* 8 August 1897 in Weißenfels/ Saale; † 1974 in Berlin
In paintings and drawings Rudolf Ausleger frequently moves over the borderline between realism and abstraction. With special intensity, Rudolf Ausleger devotes himself to still life.
During his military service in Berlin in 1916, Ausleger meets Georg Tappert, one of the major artists of German Expressionism and co-founder of the November Group. Tappert supports Ausleger in his desire to become a painter. In preparation for his studies, Ausleger attends the private Reimann-Schule in Berlin, where Tappert teaches. Later he studies at the Staatliche
Kunstschule, with Tappert and the painter Bernhard Hasler. His pedagogical tutors are the painters Otto and Rudolf Möller. In 1922 he takes his degree as an art teacher and starts to work as a teacher.
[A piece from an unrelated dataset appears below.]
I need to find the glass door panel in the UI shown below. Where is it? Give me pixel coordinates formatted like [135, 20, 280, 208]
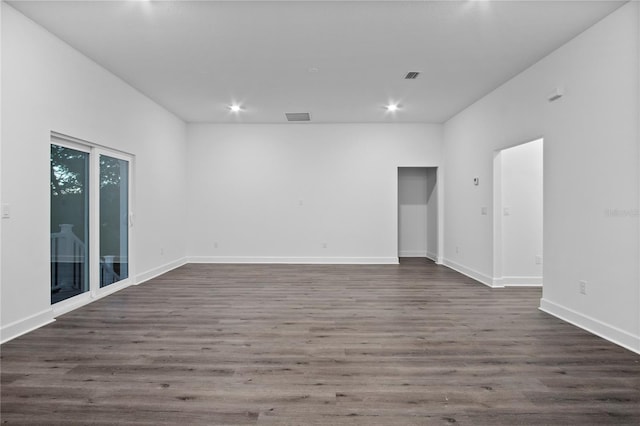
[50, 144, 90, 303]
[99, 155, 129, 287]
From 1923 on, he spends his summer holidays with Otto Möller in the Pomeranian painters’ colony Rügenwaldermünde, where he makes friends with Arthur Segal, too. From 1920 to 1932, he regularly presents works of art in the November Group’s division of the Große Berliner Kunstausstellung. In 1922, he joins the November Group. He participates in the “Juryfreie Kunstausstellung” and shows his paintings i. a. at the gallery Gurlitt. In the time of National Socialism, his works are regarded as “degenerate”. He is banned from taking part in exhibitions, and he works as an art teacher. During World War II, a large part of his work is destroyed. From 1947 on he participates in exhibitions in Berlin and other German cities. In 1949 he is appointed lecturer of fine arts at the Berlin Pädagogische Hochschule, where he teaches until 1967.